In this essay I will discuss two hypotheses of how the second machine age may affect the world we live in.
Hypothesis 1: Robots will bring manufacturing back to the rich countries as machines are replacing workers and the cost of labour will not matter much.
Hypothesis 2: Intelligent machines will replace smart people rather than increase the demand for skills (capital-biased rather than skill-biased technical change). As a result the relative price for skills (and the skill premium) will decline.
The Revival of Manufacturing in Rich Economies
Let me start with hypothesis 1. Anecdotal evidence of reshoring (the relocation of activity back from the low-wage countries to the high-wage countries) is mounting: Apple is shifting back some of the activity from Foxconn China to Silicon Valley in California; Airtex Design Group is shifting part of its textile production from China back to the US. In a survey conducted in 2014 by the management consultancy PricewaterhouseCoopers among 384 firms in the Eurozone two-thirds of the interviewed firms said they had reshored some activities during the past twelve months and 50 per cent planned to do so in the following twelve months.
However, can we see these developments in the data? Figure 1 shows the offshoring of production from rich economies to low-wage countries (Asia, Eastern Europe, Brazil and Mexico). The data were collected by Timmer from the World Input-Output Database (WIOD). Offshoring is measured by the ratio of imported intermediates from low-wage countries to total intermediates used in the respective country. The data clearly shows no sign of reshoring. The opposite is the case. In the Great Recession of 2008 we see a drop in offshoring activity in the US and Europe. But the activity quickly rebounded, increasing faster than before the crisis. A more recent update of these data extending them until 2014 shows, however, that there is, indeed, evidence for reshoring, as global value chains have stopped to advance since 2011, the period not covered in Figure 1.
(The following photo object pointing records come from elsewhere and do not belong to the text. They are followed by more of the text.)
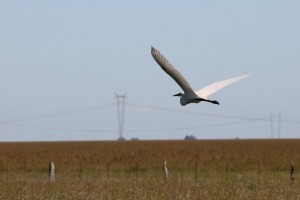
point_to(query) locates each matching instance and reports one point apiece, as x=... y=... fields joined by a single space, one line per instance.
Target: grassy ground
x=228 y=169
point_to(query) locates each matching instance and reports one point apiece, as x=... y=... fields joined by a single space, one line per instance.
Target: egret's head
x=178 y=95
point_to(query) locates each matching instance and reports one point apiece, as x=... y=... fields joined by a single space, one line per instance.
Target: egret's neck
x=178 y=95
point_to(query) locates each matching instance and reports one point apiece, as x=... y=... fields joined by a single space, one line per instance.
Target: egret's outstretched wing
x=169 y=69
x=208 y=90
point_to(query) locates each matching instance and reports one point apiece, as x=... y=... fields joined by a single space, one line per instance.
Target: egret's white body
x=189 y=95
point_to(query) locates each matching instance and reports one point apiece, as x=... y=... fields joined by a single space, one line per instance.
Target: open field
x=222 y=169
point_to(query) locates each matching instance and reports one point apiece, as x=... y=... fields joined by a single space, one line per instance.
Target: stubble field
x=216 y=169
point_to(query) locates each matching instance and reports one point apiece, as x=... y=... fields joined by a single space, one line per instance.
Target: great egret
x=189 y=95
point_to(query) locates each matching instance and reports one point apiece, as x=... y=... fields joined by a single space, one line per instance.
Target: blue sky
x=62 y=62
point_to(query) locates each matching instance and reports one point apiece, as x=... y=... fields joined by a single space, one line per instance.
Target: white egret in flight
x=189 y=95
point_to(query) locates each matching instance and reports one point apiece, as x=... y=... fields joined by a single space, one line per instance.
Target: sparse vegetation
x=224 y=169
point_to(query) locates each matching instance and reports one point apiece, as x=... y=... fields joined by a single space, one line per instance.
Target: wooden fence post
x=166 y=170
x=292 y=178
x=51 y=171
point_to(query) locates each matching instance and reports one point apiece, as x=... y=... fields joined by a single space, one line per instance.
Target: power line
x=134 y=130
x=57 y=114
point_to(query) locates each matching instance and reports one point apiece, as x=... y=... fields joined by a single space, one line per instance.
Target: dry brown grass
x=224 y=169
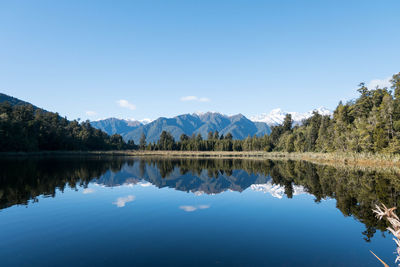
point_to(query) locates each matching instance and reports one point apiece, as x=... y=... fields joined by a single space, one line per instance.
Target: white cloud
x=144 y=184
x=380 y=83
x=91 y=113
x=88 y=191
x=193 y=208
x=195 y=98
x=188 y=208
x=121 y=201
x=125 y=104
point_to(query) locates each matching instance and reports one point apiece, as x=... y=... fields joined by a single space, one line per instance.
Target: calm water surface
x=155 y=212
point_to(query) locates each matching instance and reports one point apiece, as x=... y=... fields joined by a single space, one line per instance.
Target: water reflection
x=356 y=191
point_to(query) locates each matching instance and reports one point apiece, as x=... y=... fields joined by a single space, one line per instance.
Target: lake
x=98 y=211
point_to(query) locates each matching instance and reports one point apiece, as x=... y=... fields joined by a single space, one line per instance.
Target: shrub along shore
x=354 y=159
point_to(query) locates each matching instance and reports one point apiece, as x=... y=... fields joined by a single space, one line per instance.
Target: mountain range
x=238 y=125
x=276 y=116
x=197 y=123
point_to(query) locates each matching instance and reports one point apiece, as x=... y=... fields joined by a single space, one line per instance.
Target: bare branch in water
x=383 y=212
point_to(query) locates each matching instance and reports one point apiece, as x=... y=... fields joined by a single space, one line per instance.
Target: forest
x=368 y=124
x=27 y=128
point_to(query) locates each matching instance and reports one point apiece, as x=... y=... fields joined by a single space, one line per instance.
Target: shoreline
x=358 y=159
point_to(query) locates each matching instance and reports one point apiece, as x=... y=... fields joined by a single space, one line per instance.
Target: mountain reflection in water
x=356 y=191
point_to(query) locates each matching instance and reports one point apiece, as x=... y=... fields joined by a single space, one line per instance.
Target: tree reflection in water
x=356 y=191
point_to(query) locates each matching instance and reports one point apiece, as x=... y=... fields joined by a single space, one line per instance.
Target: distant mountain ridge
x=238 y=125
x=116 y=126
x=276 y=116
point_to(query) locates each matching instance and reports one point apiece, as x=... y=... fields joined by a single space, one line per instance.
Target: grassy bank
x=360 y=159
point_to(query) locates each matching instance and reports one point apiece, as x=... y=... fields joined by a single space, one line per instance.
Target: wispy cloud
x=380 y=83
x=121 y=201
x=193 y=208
x=91 y=113
x=194 y=98
x=125 y=104
x=88 y=191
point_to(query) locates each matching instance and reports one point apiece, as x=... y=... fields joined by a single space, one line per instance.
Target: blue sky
x=145 y=59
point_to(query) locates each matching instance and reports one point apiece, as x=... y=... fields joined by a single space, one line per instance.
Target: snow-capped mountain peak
x=277 y=115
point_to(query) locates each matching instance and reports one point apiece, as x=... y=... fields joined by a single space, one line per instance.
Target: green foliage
x=26 y=128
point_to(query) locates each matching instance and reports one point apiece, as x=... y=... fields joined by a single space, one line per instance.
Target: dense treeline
x=370 y=123
x=26 y=128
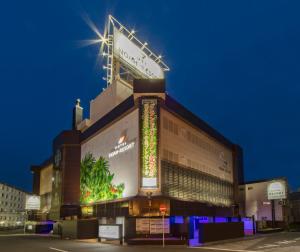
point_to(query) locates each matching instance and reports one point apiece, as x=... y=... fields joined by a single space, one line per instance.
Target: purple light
x=178 y=219
x=220 y=219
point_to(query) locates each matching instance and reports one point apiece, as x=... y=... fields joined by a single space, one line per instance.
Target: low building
x=12 y=206
x=266 y=201
x=294 y=200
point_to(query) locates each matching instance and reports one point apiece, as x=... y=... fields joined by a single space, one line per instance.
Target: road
x=280 y=242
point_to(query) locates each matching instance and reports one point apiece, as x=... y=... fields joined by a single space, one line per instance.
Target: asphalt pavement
x=279 y=242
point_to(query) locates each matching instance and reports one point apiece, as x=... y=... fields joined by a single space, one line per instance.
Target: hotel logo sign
x=277 y=190
x=134 y=57
x=122 y=146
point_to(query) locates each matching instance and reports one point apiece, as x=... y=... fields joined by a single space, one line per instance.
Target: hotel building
x=139 y=150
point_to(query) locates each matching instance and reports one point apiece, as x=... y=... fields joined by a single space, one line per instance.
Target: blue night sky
x=233 y=63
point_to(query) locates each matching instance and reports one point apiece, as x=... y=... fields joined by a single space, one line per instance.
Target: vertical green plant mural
x=96 y=181
x=149 y=143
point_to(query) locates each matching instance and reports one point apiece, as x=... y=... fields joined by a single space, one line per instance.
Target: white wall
x=257 y=203
x=124 y=164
Physical Capital rather than Human Capital
Let me turn to hypothesis 2. Acemoglu and Autor argue that the second machine age is characterised by a skill-biased technology. Technology and skills are complements and thus technology requires ever more skills. As the demand for skills rises, the wage gap between skilled and unskilled workers (the college premium) will rise as well. The rise in the skill premium will be even steeper, if a country does not expand the supply of skills fast enough. In their book Goldin and Katz argue that since 1980, education in the US has stopped advancing fast enough to meet the pace of technological change, and this led to a steep rise in inequality between skilled and unskilled workers in the 1980s and 1990s in the US.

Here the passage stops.